Note that UpdateWorkflowExecution means something different as a persistence operation, than frontend. For frontend it associated with workflow updates, in persistence latencies, UpdateWorkflowExecution is any update to a workflow execution (signal/activity schedule or complete/child workflow schedule or complete….) which is on the persistence latencies and error side pretty important to monitor, but not always as a frontend operation, will add more info on this below.
So for errors yeah would alert on Unavailable, Internal, DeadlineExceeded, and possibly ResourceExhausted but be mindful of resource exhausted cause again as mentioned as for example cause of RpsLimit might not be issue but actually expected, but things like BusyWorkflow/SystemOverloaded might be causes you might want to alert on.
Errors such as FailedPrecondition, WorkflowExecutionAlreadyStarted and even Canceled (if its a client cancel) can be expected and probably not something you want to alert on, but be aware that its happening.
DescribeWorkflowExecution
is similar in that its not operation that depends on sdk workers. in this case frontend service direc queries primary db. NotFound or NamespaceNotActive in this case can be a completely normal response, but Unavailable, Internal, DeadlineExceeded again can point to potential db issues/latencies.
QueryWorkflow
GetWorkflowExecutionResult
UpdateWorkflowExecution
These operations do depend on your sdk workers (UpdateWorkflowExecution depending on the update completion stage set, so be aware of that)
You still alert on Unavailable/Internal, but things like Canceled, DeadlineExceeded, ResourceExhausted (again check type) WorkflowNotReady, NotFound, can be expected responses in diff cases depending on sdk workers. WorkflowNotReady can also be expected here if workflow execution is “stuck” meaning its in a state where workflow task is failing due to some intermittent error in workflow code or non-deterministic issues.
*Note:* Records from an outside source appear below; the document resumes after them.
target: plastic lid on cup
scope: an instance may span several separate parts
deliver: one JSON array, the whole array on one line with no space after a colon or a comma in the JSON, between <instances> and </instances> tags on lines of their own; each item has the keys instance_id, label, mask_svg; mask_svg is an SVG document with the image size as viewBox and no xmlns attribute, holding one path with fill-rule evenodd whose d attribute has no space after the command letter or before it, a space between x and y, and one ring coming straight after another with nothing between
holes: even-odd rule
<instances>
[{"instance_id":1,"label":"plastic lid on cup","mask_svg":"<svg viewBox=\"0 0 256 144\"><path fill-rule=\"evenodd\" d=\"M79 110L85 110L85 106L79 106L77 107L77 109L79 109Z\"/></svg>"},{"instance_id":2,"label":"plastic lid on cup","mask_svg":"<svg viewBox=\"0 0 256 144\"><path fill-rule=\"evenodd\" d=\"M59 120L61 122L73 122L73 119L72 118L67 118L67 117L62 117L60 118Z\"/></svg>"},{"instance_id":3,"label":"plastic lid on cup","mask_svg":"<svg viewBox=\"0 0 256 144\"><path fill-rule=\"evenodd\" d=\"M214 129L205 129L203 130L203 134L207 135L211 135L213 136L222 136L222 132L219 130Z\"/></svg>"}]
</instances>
GetWorkflowExecutionHistory
GetWorkflowExecutionResult
There are two calls here, GetWorkflowExecutionHistory is explicitly done by your sdk workers when they need to get exec event history (to perform event history replay for example).
Clients sync-waiting for execution completion actually do PollWorkflowExecutionHistory operation
which iirc is what GetWorkflowExecutionResult is on frontend side (sorry cant 100% remember)
Be aware of errors here, similarly alert on Unavailable/Internal/DeadlineExceeded but note that worker/client can cancel these that can lead to Canceled .
ListWorkflowExecutions
This is a visibility api call so can indicate possible issues with visibility store (high latencies/intermittent issues). DeadlineExceeded can indicate possible high latencies on vis store so good to check vis latencies:
histogram_quantile(0.95, sum(rate(task_latency_bucket{operation=~"VisibilityTask.*", service_name="history"}[1m])) by (operation, le))
PollWorkflowTaskQueue
PollActivityTaskQueue
These are your worker poll operations. Canceled can be related to workers shutting down/being restarted. ResourceExhausted in most cases is related to RpsLimit and expected if rps limits for namespace breached. Can also be ConcurrentLimit if breaches your dynamic config value set via
frontend.namespaceCount
RegisterNamespace
Similar to other operations that do not depend on sdk workers as what to monitor.
Hope this help.